夜はとりあえず島で一番でかい酒場を貸し切って宴会をするはずで、場所もしっかり確認したはずなのに。
予想外に、この街は蜘蛛の巣のように複雑な路地の作りになっていたらしいのだ。
迂闊だった。
幸いなのは、どうやら面倒くさいヤクザな野郎や頭の悪そうなガキどもがここには少ないこと。長めに滞在する街での揉め事はなるべく避けたい。
さて、どうしたものか。
とりあえず足を進めながら考える。立ち止まっていては、いつまでも状況は変わらない。
それにしても、静かだ。
非常に残念なことに、近くに人の気配を感じないくらい静かだ。
・・・廃虚地区?
イヤ大丈夫だ、なんか手入れされてそうなプランターとか置いてあるし、神経を集中させれば微かに屋内に人の気配もある。
ただ、なんとなくだがこのあたりは老人が多いんだろうと推測する。気配がそんな感じだ。
ということは、まだ夕方とはいえこんな時間に外を出歩くことは少ないだろう。
この時間に老人の家を訪ねて道を訊くのは何となく気が引ける。何となく。
どうしたものか。
と、ふと目を動かした路地の先に、明らかに扉が開いているであろう量の光が見えた。
まさか、開いている店が、というか店があるのだろうか。
一縷の願いを込めてそちらに足を向ける。
予想通り扉を開け放っていたその店からは、少しばかりカビ臭い埃っぽさがあった。よく見れば、古めかしい看板に『books』と書かれている。本屋らしい。
一応オープンの表示があったので、営業中なのだろう。若干怖かったが、おれは思い切って店に足を踏み入れてみた。
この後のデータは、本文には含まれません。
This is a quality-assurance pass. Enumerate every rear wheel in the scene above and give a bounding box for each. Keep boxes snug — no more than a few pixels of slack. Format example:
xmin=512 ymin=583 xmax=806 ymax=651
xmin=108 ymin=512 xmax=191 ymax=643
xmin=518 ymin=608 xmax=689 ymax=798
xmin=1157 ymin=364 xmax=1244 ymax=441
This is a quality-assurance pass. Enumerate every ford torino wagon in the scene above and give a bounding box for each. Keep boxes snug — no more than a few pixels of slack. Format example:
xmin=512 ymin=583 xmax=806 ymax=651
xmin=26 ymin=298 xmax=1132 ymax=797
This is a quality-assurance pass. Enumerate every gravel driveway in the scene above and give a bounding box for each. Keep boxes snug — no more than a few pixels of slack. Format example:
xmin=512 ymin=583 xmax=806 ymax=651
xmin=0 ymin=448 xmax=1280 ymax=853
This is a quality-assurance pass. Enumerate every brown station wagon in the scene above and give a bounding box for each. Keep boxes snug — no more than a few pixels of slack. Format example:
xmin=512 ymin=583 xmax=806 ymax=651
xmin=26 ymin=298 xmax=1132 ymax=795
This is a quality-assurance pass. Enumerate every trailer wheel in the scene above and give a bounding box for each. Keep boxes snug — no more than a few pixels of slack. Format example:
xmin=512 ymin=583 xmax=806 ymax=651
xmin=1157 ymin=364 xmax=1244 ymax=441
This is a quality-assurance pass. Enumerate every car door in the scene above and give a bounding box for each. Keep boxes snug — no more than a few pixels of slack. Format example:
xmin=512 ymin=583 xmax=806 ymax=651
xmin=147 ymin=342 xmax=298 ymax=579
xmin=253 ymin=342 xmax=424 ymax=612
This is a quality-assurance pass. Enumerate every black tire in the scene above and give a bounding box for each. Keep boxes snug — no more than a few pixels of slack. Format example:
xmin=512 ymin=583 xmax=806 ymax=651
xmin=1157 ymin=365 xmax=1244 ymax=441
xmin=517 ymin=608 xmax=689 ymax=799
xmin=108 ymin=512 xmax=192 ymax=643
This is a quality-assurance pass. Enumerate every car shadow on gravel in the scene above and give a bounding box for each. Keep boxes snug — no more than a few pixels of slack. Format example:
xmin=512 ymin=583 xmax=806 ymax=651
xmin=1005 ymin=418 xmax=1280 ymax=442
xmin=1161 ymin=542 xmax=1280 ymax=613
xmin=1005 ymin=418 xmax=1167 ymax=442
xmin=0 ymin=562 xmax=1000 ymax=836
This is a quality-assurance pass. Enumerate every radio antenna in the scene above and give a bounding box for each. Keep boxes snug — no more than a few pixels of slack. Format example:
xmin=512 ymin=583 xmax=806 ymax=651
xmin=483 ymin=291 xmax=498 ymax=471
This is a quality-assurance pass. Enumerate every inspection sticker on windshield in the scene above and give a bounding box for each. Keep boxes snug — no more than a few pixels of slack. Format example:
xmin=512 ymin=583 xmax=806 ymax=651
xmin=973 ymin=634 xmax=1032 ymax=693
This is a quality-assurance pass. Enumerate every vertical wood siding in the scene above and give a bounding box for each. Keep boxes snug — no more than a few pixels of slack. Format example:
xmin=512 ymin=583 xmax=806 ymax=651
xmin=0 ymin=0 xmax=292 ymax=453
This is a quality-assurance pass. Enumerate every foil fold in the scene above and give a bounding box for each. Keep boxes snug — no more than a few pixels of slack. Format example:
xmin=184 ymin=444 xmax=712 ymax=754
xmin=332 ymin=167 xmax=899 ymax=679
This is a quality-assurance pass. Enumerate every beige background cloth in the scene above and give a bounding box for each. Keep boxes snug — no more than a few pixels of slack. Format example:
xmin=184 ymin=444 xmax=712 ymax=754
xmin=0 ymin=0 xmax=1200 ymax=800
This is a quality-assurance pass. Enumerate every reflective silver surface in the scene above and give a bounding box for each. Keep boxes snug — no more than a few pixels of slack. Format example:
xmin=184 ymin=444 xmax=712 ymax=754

天井まで届く本棚に、ぎっしりと本が並べられている。ぱっと見ても新品でないことはわかる。どうやら古本屋なのだろう。
やはり埃っぽい店内を見回しても客らしい人物はいない。
が、人の気配はある。
ゆっくりと足を進めると、レジの傍の脚立に、人を発見した。
長い黒髪を後ろで軽く束ね、全体的に地味な感じの服の上からエプロンをつけ、脚立の上で爪先立ちになっている。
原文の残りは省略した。